Des prestataires qui n'ont pas à chercher le client

La motivation du côté des cafetiers ou des restaurateurs de monter des implants dans les magasins est beaucoup plus simple à comprendre. Dans les grands magasins, la clientèle n'est pas à chercher et le prestataire de restauration peut se contenter de fournir. Certains restaurateurs qui gèrent ces espaces de restauration montrent leur marque, d'autres non. Pour Columbus Espresso Bar, il s'agit bien d'une stratégie de marque. La Fnac est ainsi une opportunité que les concepteurs de Columbus ne pouvaient laisser passer. "La formule que nous avons proposée à la Fnac correspondait à ce qu'ils avaient envie de faire. De plus, nous étions une petite structure, donc plus facilement malléables. Il fallait faire aussi cohabiter nos logos. En bref, des tas de petits détails que nous pouvions facilement régler grâce à la souplesse de notre exploitation. Le partenariat avec la Fnac nous a permis de rebondir et d'avoir une plus grande visibilité", explique Philippe Bloch, co-président de Columbus Espresso Bar.

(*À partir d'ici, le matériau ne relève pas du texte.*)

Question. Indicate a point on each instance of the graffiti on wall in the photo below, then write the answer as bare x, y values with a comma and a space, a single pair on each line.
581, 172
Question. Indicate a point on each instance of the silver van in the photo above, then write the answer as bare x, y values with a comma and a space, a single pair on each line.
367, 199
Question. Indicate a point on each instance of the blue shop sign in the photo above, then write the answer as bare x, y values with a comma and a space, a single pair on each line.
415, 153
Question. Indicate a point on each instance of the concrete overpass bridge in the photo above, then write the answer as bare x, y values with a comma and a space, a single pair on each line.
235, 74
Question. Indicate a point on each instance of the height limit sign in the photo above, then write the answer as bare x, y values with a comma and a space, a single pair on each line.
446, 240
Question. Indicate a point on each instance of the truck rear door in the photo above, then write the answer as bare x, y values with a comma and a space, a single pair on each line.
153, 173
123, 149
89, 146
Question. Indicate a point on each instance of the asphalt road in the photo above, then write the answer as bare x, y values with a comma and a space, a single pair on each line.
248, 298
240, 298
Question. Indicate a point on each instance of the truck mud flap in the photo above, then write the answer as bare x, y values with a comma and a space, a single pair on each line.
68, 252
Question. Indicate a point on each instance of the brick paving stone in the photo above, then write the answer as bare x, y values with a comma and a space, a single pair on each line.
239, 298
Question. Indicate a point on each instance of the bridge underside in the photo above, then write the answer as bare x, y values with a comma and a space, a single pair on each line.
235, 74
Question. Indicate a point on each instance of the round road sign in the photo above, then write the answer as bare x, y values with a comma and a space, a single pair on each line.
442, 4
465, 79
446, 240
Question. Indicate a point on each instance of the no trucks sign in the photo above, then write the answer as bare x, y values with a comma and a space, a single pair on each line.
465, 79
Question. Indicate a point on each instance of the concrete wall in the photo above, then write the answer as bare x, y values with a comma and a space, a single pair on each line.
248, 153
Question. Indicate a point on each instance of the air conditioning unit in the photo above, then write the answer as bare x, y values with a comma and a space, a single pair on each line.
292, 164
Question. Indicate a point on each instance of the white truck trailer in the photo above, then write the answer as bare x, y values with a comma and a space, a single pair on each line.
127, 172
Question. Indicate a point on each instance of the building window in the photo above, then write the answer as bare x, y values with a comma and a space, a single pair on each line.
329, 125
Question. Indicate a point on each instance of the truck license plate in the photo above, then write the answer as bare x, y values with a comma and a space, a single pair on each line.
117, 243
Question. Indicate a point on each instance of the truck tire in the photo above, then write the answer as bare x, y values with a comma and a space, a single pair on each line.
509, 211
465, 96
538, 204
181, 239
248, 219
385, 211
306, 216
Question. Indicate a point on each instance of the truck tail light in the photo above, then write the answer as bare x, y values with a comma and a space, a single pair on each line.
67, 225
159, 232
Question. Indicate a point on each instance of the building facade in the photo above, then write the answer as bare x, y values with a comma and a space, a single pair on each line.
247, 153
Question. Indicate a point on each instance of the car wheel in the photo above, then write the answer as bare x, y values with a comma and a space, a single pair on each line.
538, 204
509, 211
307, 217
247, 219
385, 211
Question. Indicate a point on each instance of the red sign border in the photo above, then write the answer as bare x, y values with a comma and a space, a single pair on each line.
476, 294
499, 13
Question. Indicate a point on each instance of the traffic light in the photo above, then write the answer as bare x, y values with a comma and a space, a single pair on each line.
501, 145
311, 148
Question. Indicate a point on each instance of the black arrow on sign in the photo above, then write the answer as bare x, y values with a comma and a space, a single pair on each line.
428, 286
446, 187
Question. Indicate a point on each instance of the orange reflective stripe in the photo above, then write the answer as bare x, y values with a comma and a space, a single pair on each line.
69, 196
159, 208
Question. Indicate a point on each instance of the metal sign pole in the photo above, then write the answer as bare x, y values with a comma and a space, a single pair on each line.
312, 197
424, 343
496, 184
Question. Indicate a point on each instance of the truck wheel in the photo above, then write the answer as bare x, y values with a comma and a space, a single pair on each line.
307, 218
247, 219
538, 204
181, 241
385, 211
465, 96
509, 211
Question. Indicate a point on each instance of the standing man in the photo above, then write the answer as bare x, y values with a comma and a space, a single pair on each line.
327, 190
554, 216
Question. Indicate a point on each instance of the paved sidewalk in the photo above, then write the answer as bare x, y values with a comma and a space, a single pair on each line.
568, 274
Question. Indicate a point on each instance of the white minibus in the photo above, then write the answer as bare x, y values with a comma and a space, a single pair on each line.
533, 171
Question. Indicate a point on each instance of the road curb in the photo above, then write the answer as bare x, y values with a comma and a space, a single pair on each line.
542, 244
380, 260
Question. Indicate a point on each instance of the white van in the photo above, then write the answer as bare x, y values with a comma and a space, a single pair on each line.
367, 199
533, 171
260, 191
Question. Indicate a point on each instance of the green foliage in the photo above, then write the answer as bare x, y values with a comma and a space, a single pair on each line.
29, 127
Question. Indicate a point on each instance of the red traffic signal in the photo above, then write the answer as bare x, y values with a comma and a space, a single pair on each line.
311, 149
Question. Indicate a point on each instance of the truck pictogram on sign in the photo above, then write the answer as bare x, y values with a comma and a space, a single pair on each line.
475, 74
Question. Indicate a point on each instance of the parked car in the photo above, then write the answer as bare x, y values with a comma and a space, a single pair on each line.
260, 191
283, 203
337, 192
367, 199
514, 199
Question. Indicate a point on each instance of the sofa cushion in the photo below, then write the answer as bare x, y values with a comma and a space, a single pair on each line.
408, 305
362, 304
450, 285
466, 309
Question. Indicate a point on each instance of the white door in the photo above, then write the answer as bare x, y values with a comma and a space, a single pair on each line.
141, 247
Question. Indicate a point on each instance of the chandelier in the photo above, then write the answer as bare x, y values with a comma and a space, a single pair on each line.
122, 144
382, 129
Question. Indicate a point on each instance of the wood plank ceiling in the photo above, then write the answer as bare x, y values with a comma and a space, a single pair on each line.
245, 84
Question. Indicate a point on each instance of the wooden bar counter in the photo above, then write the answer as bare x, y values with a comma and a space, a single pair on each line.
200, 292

Une présence en toile de fond

La vision de Flo est différente. Il bénéficie déjà d'une forte réputation mais pourtant il a accepté de signer un mandat de gestion avec Habitat, sans qu'aucune reconnaissance de la marque Flo ne soit visible par la clientèle. De son côté, Habitat ne souhaitait pas entreprendre une telle opération sans un partenaire capable de ne pas décevoir. Didier Luneau qui dirige la branche concession "TSF" (Transmission de Savoir- Faire) chez Flo, s'explique : "La démarche que nous avons pu avoir à l'époque avec les grands magasins fin 1989 n'a rien à voir avec celle entreprise avec Habitat. Le Printemps souhaitait à l'époque faire venir des marques connues ; ils ont fait appel à nous. Du côté de Habitat, il s'agissait beaucoup plus de prendre un restaurateur qui avait un positionnement similaire au leur, à savoir proposer des produits de qualité. Que notre nom n'apparaisse pas, n'est pas un handicap. Nous gérons aussi 5 restaurants au Festival Disney sans qu'on sache que c'est Flo qui est derrière tout ça. Nous nous voulons simplement que les gens viennent manger chez nous, c'est tout." Du côté de chez McDonald's, la réflexion est différente. Ils viennent de s'implanter bien visiblement au coeur du rayon jouets des Galeries Lafayette de Paris. La cible naturelle : enfants et parents/grands-parents. Les cas de créations de restaurants à l'intérieur des magasins restent du domaine de l'exception et on ne devrait pas trouver trop souvent de telles implantations ailleurs que dans les grandes surfaces. En bons distributeurs, chacun sait que le mètre carré de l'espace restauration est moins rentable que celui d'un disquaire. Mais, pour les commerçants proposer un lieu de convivialité et d'échange comme un café reste sans doute une bonne idée, très en harmonie avec les goûts actuels du public. Ils préfèrent doucement s'associer avec des opérateurs de la restauration connus.